By this time, much of the downtown building debris had already been scooped up by bulldozers and cranes and transported to a huge crevice at Fourth and Colcord streets. The professors spent two days searching the dumpsite without finding the radium, and then headed downtown.
"We got the Geiger counter and went to where the building had been, and it was just a deep basement," Packard said. "At one end where [the doctor's] office had been was a small pile of dust and debris which had been filtered through the shovels. Before we could even climb down the needle on the Geiger counter went off the dial. I walked over to [the] pile, picked up a piece of string and the [radium] was on the other end. Fortunately we weren't down there long enough to [be exposed to] a lot of radiation."
A busy campus
Although the tornado's path missed the Baylor campus, some trees were uprooted and power lines were knocked down. Catherine (Osborne) Davenport, the editor of the "Baylor Lariat" newspaper, was working on the next day's issue when the storm hit. "We were in the printing office when it got real dark and the lights went out," she said. "We lit a candle and sat and played cards for awhile, then someone came in and told us about the tornado. When I went back to the dormitory (Burleson Hall), they wouldn't let us in our rooms...they were afraid as an aftermath the glass in the windows might break. They made us sit in the hall for an hour or two before we got back in."
University classes were canceled May 12 to allow students to help in rescue and relief operations. Baylor's administration and a number of campus organizations began efforts to collect money and supplies needed to support those efforts.
Baylor donated at least 100 sets of bedroom furniture recently removed during a dormitory renovation to the Salvation Army for use by needy families. At the same time, faculty, staff and students cleaned out closets and pantries to find items to donate, and President White's office reported receiving a large amount of cash donations to be given to service organizations. The university also opened Rena Marrs McLean Gymnasium as a shelter and used Baylor Stadium to house servicemen from Fort Hood, who were in town to help with storm cleanup.
A number of Baylor events were canceled or postponed in the tornado's wake. The Bears baseball team was scheduled to play TCU May 12 at Waco's Katy Park, but the destruction of the stadium forced a postponement. Baylor Theatre continued with plans to present the play, "The Beautiful People," but donated the box office receipts to relief efforts.
While the tornado did minor damage on campus, it left a physical legacy nevertheless. The spires of Old Main and Burleson Hall were weakened by high winds and removed.

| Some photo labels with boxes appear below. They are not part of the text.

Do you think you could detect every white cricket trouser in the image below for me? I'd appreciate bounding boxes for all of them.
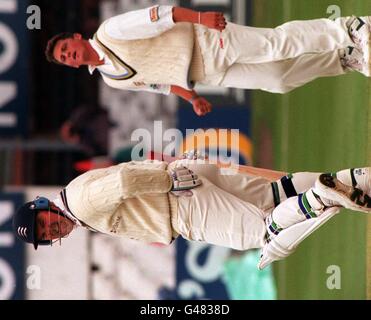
[195,18,354,93]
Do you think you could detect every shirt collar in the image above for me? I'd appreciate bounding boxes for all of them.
[88,39,107,74]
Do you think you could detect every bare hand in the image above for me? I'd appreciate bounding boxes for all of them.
[192,97,212,116]
[200,12,227,31]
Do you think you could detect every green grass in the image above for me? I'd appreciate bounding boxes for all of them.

"There is a continuing danger that in case of other high winds the tall spires might collapse, falling either through the building roofs or across the campus walks," President White said at the time. "We do not dare take that chance."
Hillis said he and most of his fellow students didn't lament the loss of the spires.
"They were about to fall apart, anyway," Hillis said. "There were pieces of them falling off during every major rain storm. So I don't think anybody felt deeply saddened by [their removal]. We thought that was going to be the end of those old buildings. We hadn't gotten quite as attached to them, I guess, as later generations did."
The spires were rebuilt and replaced during renovations of the two buildings in 1975.
Baylor's heroic mayor
Waco's mayor at the time the tornado struck was no stranger to tragedy. Ralph Wolf was a former coach of the Baylor men's basketball team, and had survived the team's fatal "Immortal Ten" bus crash in 1927. He earned overwhelming praise for his handling of relief efforts in the tornado's wake, including this mention in a May 18 "Waco Times-Herald" editorial:
"It's time to bow deeply and sincerely to Mayor Ralph Wolf. Among all those who helped shoulder the unthinkable burdens of the Waco tornado aftermath, he carried the biggest load...[He] took his rightful place at the head of the disaster work with extra energy and zeal from his own rugged personality. It was a most fortunate meeting of man and destiny."